Ciò posto, l'Agenzia delle entrate ha fatto presente che l'articolo 36 del disegno di legge finanziaria 2007, all'esame del Parlamento, al comma 10, relativamente alle Autorità portuali nazionali, prevede che «gli atti di concessione demaniale rilasciati dalle Autorità portuali, in ragione della natura giuridica di enti pubblici non economici delle Autorità medesime, restano assoggettati alla sola imposta proporzionale di registro ed i relativi canoni non costituiscono corrispettivi imponibili ai fini dell'imposta sul valore aggiunto (...)».
Pertanto, ad avviso dell'Agenzia delle entrate, la disposizione in esame, se normativamente sancita, potrebbe definire la problematica interpretativa inerente il trattamento tributario ai fini IVA dei canoni di concessione demaniali introitati dalle Autorità portuali di cui alla legge del 28 gennaio 1994, n. 84, superando l'indirizzo interpretativo espresso nella citata risoluzione n. 40 del 2004.
L'Agenzia delle entrate ha osservato, altresì, che oggetto della interrogazione è la gestione del demanio delle acque interne affidata all'Azienda regionale per i porti fluviali di Cremona e Mantova.
Al riguardo, l'Agenzia medesima ha fatto presente che l'ente in argomento non può essere assimilato alle Autorità portuali istituite dalla citata legge n. 84 del 1994 di cui alla risoluzione n. 40 del 2004 ed al parere del Consiglio di Stato-Sezione Terza del 9 luglio 2002, nonché agli enti destinatari della disposizione contenuta nel citato articolo 136, comma 10, del disegno di legge finanziaria 2007.
Ciò premesso, per stabilire il trattamento tributario dei canoni demaniali riscossi dall'Agenzia regionale dei porti di Cremona e Mantova, occorre, ad avviso dell'Agenzia delle entrate, anche in base alla natura pubblica o privata dell'ente, in forza dei principi generali recati dall'articolo 73 e dall'articolo 74, comma 2, lettera a), del testo unico delle imposte sui redditi, approvato con decreto del Presidente della Repubblica 22 dicembre 1986, n. 917, individuare la natura commerciale o meno dell'ente.
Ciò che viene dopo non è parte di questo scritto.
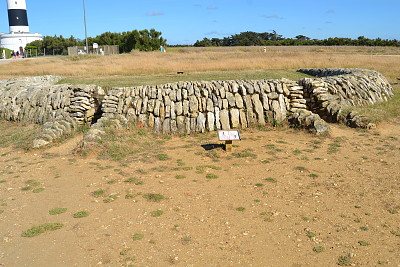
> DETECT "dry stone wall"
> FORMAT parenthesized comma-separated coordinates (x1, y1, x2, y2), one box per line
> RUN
(297, 68, 393, 128)
(0, 68, 394, 147)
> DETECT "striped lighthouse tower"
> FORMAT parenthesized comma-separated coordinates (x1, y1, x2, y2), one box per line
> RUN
(7, 0, 30, 33)
(0, 0, 42, 54)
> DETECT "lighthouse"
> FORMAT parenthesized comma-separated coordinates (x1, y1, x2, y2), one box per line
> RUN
(0, 0, 43, 54)
(7, 0, 30, 33)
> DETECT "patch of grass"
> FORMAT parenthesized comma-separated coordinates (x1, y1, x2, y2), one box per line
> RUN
(181, 236, 192, 245)
(358, 240, 370, 246)
(150, 209, 164, 217)
(49, 208, 67, 215)
(313, 246, 325, 253)
(236, 207, 246, 211)
(360, 226, 368, 231)
(175, 174, 186, 179)
(306, 231, 316, 238)
(21, 223, 64, 237)
(264, 177, 277, 183)
(26, 179, 40, 187)
(92, 189, 105, 197)
(390, 230, 400, 237)
(293, 149, 302, 155)
(206, 173, 219, 179)
(232, 149, 257, 159)
(337, 255, 352, 266)
(302, 217, 310, 221)
(103, 194, 119, 203)
(309, 173, 319, 178)
(32, 188, 45, 193)
(143, 193, 165, 202)
(295, 166, 307, 171)
(255, 183, 264, 187)
(132, 233, 144, 241)
(0, 180, 6, 183)
(73, 211, 90, 218)
(388, 209, 398, 214)
(156, 154, 170, 161)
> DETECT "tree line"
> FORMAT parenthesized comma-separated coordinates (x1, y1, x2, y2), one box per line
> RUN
(193, 31, 400, 47)
(26, 29, 167, 55)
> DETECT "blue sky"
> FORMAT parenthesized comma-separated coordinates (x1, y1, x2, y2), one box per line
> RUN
(0, 0, 399, 45)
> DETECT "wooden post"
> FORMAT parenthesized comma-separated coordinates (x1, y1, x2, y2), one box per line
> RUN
(225, 140, 233, 152)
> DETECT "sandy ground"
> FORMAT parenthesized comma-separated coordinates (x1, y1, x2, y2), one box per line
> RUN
(0, 121, 399, 267)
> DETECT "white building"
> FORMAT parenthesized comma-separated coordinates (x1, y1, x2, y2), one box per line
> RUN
(0, 0, 42, 53)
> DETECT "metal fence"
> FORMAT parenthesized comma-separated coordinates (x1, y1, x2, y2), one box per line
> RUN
(68, 45, 119, 56)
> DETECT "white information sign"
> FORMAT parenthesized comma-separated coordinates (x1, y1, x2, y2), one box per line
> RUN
(218, 130, 241, 141)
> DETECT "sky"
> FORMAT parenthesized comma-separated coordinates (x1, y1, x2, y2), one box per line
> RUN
(0, 0, 399, 45)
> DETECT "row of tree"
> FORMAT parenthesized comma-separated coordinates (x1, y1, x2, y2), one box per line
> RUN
(193, 31, 400, 47)
(26, 29, 167, 55)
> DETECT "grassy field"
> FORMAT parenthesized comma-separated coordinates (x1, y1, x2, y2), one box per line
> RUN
(1, 46, 399, 87)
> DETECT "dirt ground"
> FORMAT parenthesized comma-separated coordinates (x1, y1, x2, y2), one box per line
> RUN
(0, 121, 399, 267)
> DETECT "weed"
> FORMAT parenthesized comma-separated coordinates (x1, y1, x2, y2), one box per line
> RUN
(182, 166, 193, 171)
(120, 248, 131, 255)
(309, 173, 319, 178)
(302, 217, 310, 221)
(175, 175, 186, 179)
(151, 210, 164, 217)
(0, 180, 6, 183)
(176, 159, 185, 166)
(265, 177, 277, 183)
(181, 236, 192, 245)
(92, 189, 105, 197)
(354, 205, 362, 209)
(21, 223, 64, 237)
(73, 211, 90, 218)
(236, 207, 246, 211)
(49, 208, 67, 215)
(313, 246, 324, 253)
(107, 179, 118, 184)
(124, 177, 138, 183)
(255, 183, 264, 187)
(132, 233, 144, 241)
(206, 173, 219, 179)
(293, 149, 302, 154)
(390, 230, 400, 237)
(143, 193, 165, 202)
(388, 209, 398, 214)
(358, 240, 370, 246)
(337, 255, 352, 266)
(125, 193, 136, 199)
(26, 179, 40, 187)
(306, 231, 316, 238)
(360, 226, 368, 231)
(156, 154, 170, 161)
(295, 166, 306, 171)
(103, 194, 119, 203)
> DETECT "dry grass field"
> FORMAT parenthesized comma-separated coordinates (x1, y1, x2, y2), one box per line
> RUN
(0, 46, 399, 267)
(0, 46, 399, 87)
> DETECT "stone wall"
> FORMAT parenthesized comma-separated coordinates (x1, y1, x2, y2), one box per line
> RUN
(297, 68, 393, 127)
(0, 68, 394, 147)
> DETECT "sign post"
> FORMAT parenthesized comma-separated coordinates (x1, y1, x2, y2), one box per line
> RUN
(218, 130, 241, 152)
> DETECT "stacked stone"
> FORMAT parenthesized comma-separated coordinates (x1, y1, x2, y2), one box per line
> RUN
(96, 79, 291, 136)
(68, 85, 105, 125)
(286, 81, 307, 113)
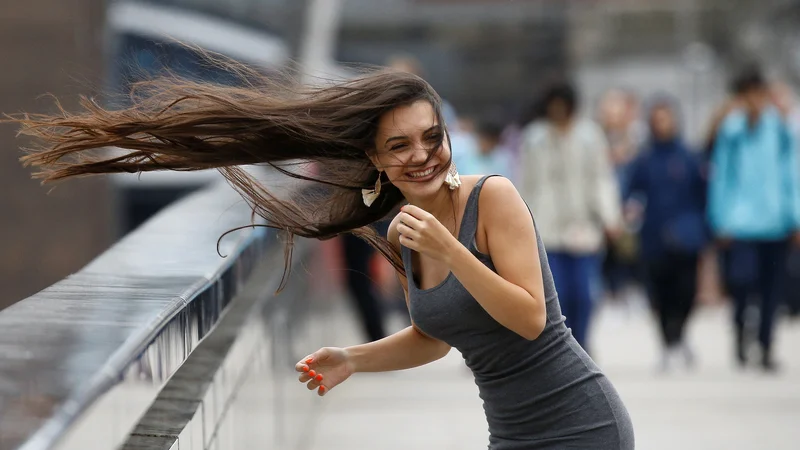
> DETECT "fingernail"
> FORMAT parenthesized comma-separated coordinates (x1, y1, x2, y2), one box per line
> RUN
(301, 366, 309, 372)
(319, 386, 326, 393)
(305, 358, 313, 364)
(315, 374, 323, 381)
(308, 370, 316, 377)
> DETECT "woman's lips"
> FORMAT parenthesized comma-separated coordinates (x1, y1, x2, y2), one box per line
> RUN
(405, 165, 438, 182)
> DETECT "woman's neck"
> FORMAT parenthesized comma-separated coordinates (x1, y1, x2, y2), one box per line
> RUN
(406, 186, 458, 230)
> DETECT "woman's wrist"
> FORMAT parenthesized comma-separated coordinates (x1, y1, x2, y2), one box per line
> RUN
(342, 345, 363, 373)
(443, 235, 468, 266)
(444, 237, 471, 269)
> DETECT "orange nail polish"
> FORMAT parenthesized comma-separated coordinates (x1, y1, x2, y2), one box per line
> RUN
(319, 386, 326, 393)
(306, 358, 313, 364)
(301, 366, 309, 372)
(308, 370, 316, 377)
(315, 374, 323, 381)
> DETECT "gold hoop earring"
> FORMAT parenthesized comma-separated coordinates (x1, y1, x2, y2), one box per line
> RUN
(362, 172, 382, 207)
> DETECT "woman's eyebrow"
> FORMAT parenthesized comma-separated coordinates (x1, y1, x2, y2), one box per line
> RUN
(383, 124, 440, 146)
(384, 135, 406, 146)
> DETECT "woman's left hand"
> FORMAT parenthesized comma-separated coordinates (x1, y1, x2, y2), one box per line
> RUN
(396, 205, 462, 264)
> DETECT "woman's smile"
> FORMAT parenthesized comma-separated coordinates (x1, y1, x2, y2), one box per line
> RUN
(406, 164, 439, 182)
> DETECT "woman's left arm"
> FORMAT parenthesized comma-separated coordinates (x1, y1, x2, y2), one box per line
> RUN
(397, 177, 546, 340)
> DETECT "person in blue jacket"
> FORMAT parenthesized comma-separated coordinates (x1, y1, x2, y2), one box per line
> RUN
(625, 95, 708, 371)
(707, 66, 800, 371)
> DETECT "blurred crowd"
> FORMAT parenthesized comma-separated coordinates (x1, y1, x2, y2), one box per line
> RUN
(343, 58, 800, 376)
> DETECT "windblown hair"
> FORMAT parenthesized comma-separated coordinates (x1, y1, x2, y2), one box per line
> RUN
(6, 55, 450, 290)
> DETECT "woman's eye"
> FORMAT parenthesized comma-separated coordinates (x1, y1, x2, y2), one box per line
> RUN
(390, 143, 406, 151)
(427, 133, 442, 142)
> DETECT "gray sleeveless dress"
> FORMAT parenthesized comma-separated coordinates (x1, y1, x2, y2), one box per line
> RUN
(402, 175, 635, 449)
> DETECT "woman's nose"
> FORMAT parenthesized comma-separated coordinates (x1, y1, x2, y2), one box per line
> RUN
(408, 144, 428, 164)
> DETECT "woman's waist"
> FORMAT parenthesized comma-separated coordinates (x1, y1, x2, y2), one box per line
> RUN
(467, 336, 600, 394)
(473, 358, 600, 396)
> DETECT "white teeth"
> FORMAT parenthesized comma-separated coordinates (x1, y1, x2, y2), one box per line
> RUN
(408, 167, 435, 178)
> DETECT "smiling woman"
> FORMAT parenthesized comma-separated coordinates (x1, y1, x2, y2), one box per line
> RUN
(7, 56, 634, 449)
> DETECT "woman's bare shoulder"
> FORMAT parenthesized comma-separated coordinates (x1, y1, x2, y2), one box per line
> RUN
(478, 176, 528, 219)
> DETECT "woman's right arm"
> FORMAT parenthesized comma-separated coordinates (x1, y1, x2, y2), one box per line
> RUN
(346, 214, 450, 373)
(346, 325, 450, 373)
(296, 216, 450, 395)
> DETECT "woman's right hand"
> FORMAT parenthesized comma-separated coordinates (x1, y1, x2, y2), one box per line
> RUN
(295, 347, 354, 396)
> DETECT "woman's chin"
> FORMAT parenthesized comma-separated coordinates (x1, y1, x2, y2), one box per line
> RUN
(401, 176, 445, 199)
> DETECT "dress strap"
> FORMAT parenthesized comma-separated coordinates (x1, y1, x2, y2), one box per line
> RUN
(457, 175, 501, 244)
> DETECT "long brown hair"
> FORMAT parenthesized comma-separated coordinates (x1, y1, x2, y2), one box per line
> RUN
(5, 56, 450, 290)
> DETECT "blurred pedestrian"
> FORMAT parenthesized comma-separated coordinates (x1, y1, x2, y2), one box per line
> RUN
(707, 66, 800, 371)
(598, 88, 646, 171)
(624, 95, 709, 371)
(597, 88, 646, 306)
(518, 80, 623, 353)
(341, 232, 387, 342)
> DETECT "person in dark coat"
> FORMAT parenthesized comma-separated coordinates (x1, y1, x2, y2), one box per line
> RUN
(624, 95, 709, 371)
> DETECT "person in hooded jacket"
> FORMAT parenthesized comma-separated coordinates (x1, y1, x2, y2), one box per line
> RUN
(624, 95, 709, 371)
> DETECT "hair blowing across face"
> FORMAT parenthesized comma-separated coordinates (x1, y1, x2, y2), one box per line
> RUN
(5, 55, 448, 290)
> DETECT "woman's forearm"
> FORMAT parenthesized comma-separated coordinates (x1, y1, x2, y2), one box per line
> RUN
(346, 325, 450, 373)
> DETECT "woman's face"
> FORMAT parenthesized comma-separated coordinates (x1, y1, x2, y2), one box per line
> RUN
(371, 100, 450, 200)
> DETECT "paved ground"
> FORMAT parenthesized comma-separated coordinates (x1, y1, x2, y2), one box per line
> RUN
(305, 296, 800, 450)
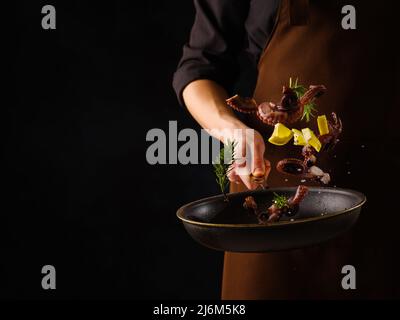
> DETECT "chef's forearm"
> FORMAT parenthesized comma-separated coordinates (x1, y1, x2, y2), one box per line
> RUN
(182, 79, 247, 141)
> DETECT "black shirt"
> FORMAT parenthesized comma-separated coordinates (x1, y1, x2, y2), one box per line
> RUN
(172, 0, 280, 106)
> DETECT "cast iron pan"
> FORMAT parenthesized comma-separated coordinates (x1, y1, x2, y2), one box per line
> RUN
(177, 187, 366, 252)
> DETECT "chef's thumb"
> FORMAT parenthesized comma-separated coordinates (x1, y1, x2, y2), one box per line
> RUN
(252, 152, 266, 177)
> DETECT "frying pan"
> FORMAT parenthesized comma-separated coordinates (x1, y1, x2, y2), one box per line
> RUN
(177, 187, 366, 252)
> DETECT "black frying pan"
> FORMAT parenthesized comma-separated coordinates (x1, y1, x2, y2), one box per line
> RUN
(177, 187, 366, 252)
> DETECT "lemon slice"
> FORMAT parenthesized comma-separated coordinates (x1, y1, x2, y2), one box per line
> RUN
(268, 123, 293, 146)
(302, 128, 322, 152)
(317, 115, 330, 136)
(292, 128, 306, 146)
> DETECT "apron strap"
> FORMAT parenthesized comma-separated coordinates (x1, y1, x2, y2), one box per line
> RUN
(289, 0, 310, 26)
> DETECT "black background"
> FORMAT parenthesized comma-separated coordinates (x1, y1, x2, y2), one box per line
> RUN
(7, 0, 400, 300)
(7, 0, 224, 299)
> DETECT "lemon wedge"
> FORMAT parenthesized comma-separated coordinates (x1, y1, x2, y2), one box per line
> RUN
(317, 115, 330, 136)
(292, 128, 306, 146)
(268, 123, 294, 146)
(302, 128, 322, 152)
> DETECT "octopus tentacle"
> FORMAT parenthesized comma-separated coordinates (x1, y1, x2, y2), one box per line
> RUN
(285, 185, 309, 217)
(227, 84, 326, 126)
(266, 185, 309, 222)
(288, 185, 309, 206)
(226, 94, 258, 114)
(299, 85, 326, 106)
(276, 158, 330, 184)
(276, 158, 314, 179)
(279, 86, 299, 111)
(286, 104, 304, 124)
(302, 145, 317, 167)
(243, 196, 258, 213)
(329, 112, 342, 135)
(243, 186, 310, 224)
(243, 196, 269, 223)
(319, 112, 343, 150)
(256, 102, 288, 125)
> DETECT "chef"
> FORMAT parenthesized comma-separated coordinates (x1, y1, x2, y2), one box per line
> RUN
(173, 0, 397, 299)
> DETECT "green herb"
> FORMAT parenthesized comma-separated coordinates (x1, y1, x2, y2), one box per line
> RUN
(289, 77, 317, 122)
(301, 101, 317, 122)
(272, 192, 289, 209)
(213, 140, 236, 200)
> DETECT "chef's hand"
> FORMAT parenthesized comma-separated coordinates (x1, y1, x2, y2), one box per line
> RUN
(227, 129, 271, 190)
(182, 79, 271, 189)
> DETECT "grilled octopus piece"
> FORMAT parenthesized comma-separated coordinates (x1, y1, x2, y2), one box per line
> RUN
(276, 157, 331, 184)
(226, 85, 326, 126)
(318, 112, 343, 151)
(302, 145, 317, 167)
(243, 196, 258, 212)
(243, 196, 269, 223)
(276, 158, 313, 178)
(267, 185, 309, 222)
(243, 186, 309, 224)
(301, 112, 342, 164)
(226, 95, 258, 114)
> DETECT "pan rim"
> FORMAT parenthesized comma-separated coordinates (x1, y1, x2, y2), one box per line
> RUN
(176, 187, 366, 228)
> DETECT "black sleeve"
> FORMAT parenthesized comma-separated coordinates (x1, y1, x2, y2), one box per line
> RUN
(172, 0, 250, 106)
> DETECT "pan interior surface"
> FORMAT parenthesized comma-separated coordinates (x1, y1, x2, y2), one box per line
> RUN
(178, 187, 366, 227)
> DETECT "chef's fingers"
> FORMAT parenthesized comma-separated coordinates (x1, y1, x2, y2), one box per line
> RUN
(229, 161, 255, 188)
(232, 128, 267, 190)
(252, 155, 265, 178)
(248, 159, 271, 188)
(251, 137, 266, 177)
(264, 159, 272, 180)
(233, 139, 247, 168)
(261, 159, 272, 187)
(227, 164, 241, 184)
(240, 171, 259, 190)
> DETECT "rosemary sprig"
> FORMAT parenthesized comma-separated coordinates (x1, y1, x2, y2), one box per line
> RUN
(272, 192, 289, 209)
(213, 140, 236, 200)
(301, 102, 317, 122)
(289, 77, 317, 122)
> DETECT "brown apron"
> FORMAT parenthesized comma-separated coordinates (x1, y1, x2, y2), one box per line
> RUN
(222, 0, 398, 299)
L'Agenzia delle entrate osserva che se l'Azienda in argomento, che è un soggetto giuridicamente distinto dall'ente pubblico che l'ha istituita, si configura quale ente commerciale, deve assoggettare ad IVA e ad IRES i proventi derivanti dalle concessioni demaniali, in quanto tutte le cessioni di beni e le prestazioni di servizi rese, si considerano effettuate nell'esercizio di impresa.
Diversamente, qualora l'ente in argomento si configuri quale ente non commerciale, andrà verificato se l'attività di gestione del demanio lacuale posta in essere dall'Agenzia Regionale sia riconducibile o meno fra quelle commerciali di cui all'articolo 55 del decreto del Presidente della Repubblica 22 dicembre 1986, n. 917.
In particolare, ai fini IVA, ai sensi dell'articolo 4, quarto comma, del decreto del Presidente della Repubblica 26 ottobre 1972, n. 633, occorrerà verificare se l'attività di gestione del demanio lacuale abbia natura pubblicistico-autoritativa e, quindi, natura non commerciale, non rilevante ai fini IVA, oppure si configuri come attività commerciale che assume rilevanza ai fini dell'acquisizione della soggettività passiva IVA da parte dell'ente.